At one screening of the documentary at a church in South LA, attended by had Deputy Chief Tingirides of the Los Angeles Police Department, Mandar followed up with his customary group meditation. “I requested everyone to stand up, hold hands, and pray for each other. I recited a Sanskrit prayer and asked them to say one of their own. They did. It was a very cathartic moment.” LAPD Chief Moore was impressed, presenting Mandar with an LAPD patch, a medal and a pair of cufflinks. LAPD Asst Chief Arcos remarked, “I can’t send my community to India with you but could you bring India to LA?”

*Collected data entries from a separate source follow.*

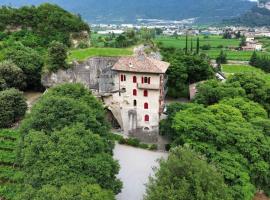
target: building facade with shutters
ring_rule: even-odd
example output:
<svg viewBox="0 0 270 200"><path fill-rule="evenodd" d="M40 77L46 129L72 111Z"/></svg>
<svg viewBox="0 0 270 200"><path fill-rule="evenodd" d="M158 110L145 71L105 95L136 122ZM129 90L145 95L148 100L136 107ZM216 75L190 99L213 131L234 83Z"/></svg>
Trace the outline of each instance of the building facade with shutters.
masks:
<svg viewBox="0 0 270 200"><path fill-rule="evenodd" d="M169 63L140 54L122 57L112 67L115 92L105 103L125 134L155 142L165 107Z"/></svg>

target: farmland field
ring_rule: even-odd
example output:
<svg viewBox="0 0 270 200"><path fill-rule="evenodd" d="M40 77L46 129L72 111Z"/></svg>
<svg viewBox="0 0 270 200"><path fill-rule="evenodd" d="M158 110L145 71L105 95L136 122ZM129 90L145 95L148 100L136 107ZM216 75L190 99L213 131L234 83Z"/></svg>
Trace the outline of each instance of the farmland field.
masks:
<svg viewBox="0 0 270 200"><path fill-rule="evenodd" d="M159 37L155 40L156 42L161 42L165 47L174 47L174 48L185 48L186 39L185 36L175 37ZM190 41L188 43L188 48L190 49ZM216 59L220 54L220 51L223 49L227 54L228 60L239 60L239 61L248 61L253 53L253 51L236 51L229 50L228 47L238 47L240 40L238 39L223 39L221 36L209 36L207 38L200 36L200 47L203 45L210 45L210 50L201 50L201 52L207 54L211 59ZM222 48L221 48L222 47ZM196 48L196 37L193 38L193 48ZM269 52L258 52L259 55L270 55Z"/></svg>
<svg viewBox="0 0 270 200"><path fill-rule="evenodd" d="M132 49L121 49L121 48L87 48L87 49L76 49L69 52L68 61L73 60L82 61L87 58L95 56L127 56L132 55Z"/></svg>

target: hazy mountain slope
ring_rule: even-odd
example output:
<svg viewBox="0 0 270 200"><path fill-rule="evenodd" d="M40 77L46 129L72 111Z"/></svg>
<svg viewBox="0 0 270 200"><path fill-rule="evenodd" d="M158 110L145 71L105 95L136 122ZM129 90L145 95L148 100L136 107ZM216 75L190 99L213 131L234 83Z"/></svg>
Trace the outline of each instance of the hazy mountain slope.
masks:
<svg viewBox="0 0 270 200"><path fill-rule="evenodd" d="M246 26L269 26L270 25L270 0L260 0L260 4L240 17L225 22Z"/></svg>
<svg viewBox="0 0 270 200"><path fill-rule="evenodd" d="M248 0L1 0L21 6L57 3L89 22L134 22L138 18L181 20L198 17L213 22L245 13L254 3Z"/></svg>

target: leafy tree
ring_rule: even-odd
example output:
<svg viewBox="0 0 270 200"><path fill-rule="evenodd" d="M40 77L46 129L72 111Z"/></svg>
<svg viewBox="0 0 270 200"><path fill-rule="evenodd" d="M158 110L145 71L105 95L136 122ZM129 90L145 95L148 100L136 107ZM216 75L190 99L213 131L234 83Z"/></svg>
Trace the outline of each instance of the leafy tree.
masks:
<svg viewBox="0 0 270 200"><path fill-rule="evenodd" d="M240 47L244 47L244 46L246 46L246 45L247 45L246 37L243 36L243 37L241 38Z"/></svg>
<svg viewBox="0 0 270 200"><path fill-rule="evenodd" d="M47 68L56 72L59 69L67 68L67 47L57 41L53 41L48 49L48 63Z"/></svg>
<svg viewBox="0 0 270 200"><path fill-rule="evenodd" d="M101 189L99 185L77 183L74 185L63 185L57 188L46 185L40 190L31 186L23 188L15 200L114 200L114 195L108 190Z"/></svg>
<svg viewBox="0 0 270 200"><path fill-rule="evenodd" d="M251 58L250 58L250 60L249 60L249 64L251 66L255 66L256 63L257 63L257 53L256 53L256 51L254 51Z"/></svg>
<svg viewBox="0 0 270 200"><path fill-rule="evenodd" d="M86 130L83 124L53 131L31 131L24 139L24 184L35 189L67 183L99 184L115 194L121 190L116 178L119 164L108 152L106 139Z"/></svg>
<svg viewBox="0 0 270 200"><path fill-rule="evenodd" d="M232 199L223 177L192 150L178 147L167 161L160 162L156 178L151 178L145 200Z"/></svg>
<svg viewBox="0 0 270 200"><path fill-rule="evenodd" d="M0 63L0 79L3 79L9 88L24 89L26 87L23 71L11 61L6 60Z"/></svg>
<svg viewBox="0 0 270 200"><path fill-rule="evenodd" d="M0 91L0 128L10 127L22 118L27 104L21 92L16 89Z"/></svg>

And so, in April 2019 Mandar organised a ‘bootcamp’ with former gang leaders, the police, victims of violence, parents and ‘at risk’ young people who “think that gang life is the high life.” They had one thing in common – the trauma they carried. “They didn’t miss a single session during those eight weeks. They did breathing exercises and the Art of Living programme together,” Mandar recalls.
The Ambassadors of Peace
At the end of the eight-week bootcamp, Participants are certified as “Ambassadors of Peace” and can teach basic yoga and Pranayama in their battered communities. “At the end of the session, when I asked people if they had stayed vegetarian, I saw gang leaders nod in agreement.” One man spoke: “I have never had a meal without chicken but since you asked us and I made a commitment, I managed on bread and jam, cereal and milk.”
A 23-year-old female gang leader accompanied Mandar to India in 2019. It was her first trip out of Chicago, where she and her nine siblings were all entrenched in gang culture. “I took her to visit the Central Jail in Bengaluru, where prisoners participate in the Art of Living programme. “The Indian prisoners were telling the Americans that if they had learned meditation earlier, they might not be in prison at all.”
He admits that he has come a long way. “Looking back, I wonder why I wasted my time on benzine rings! He jokes, of course – even his job with one of the world’s largest oil companies had its role to play in who he is today.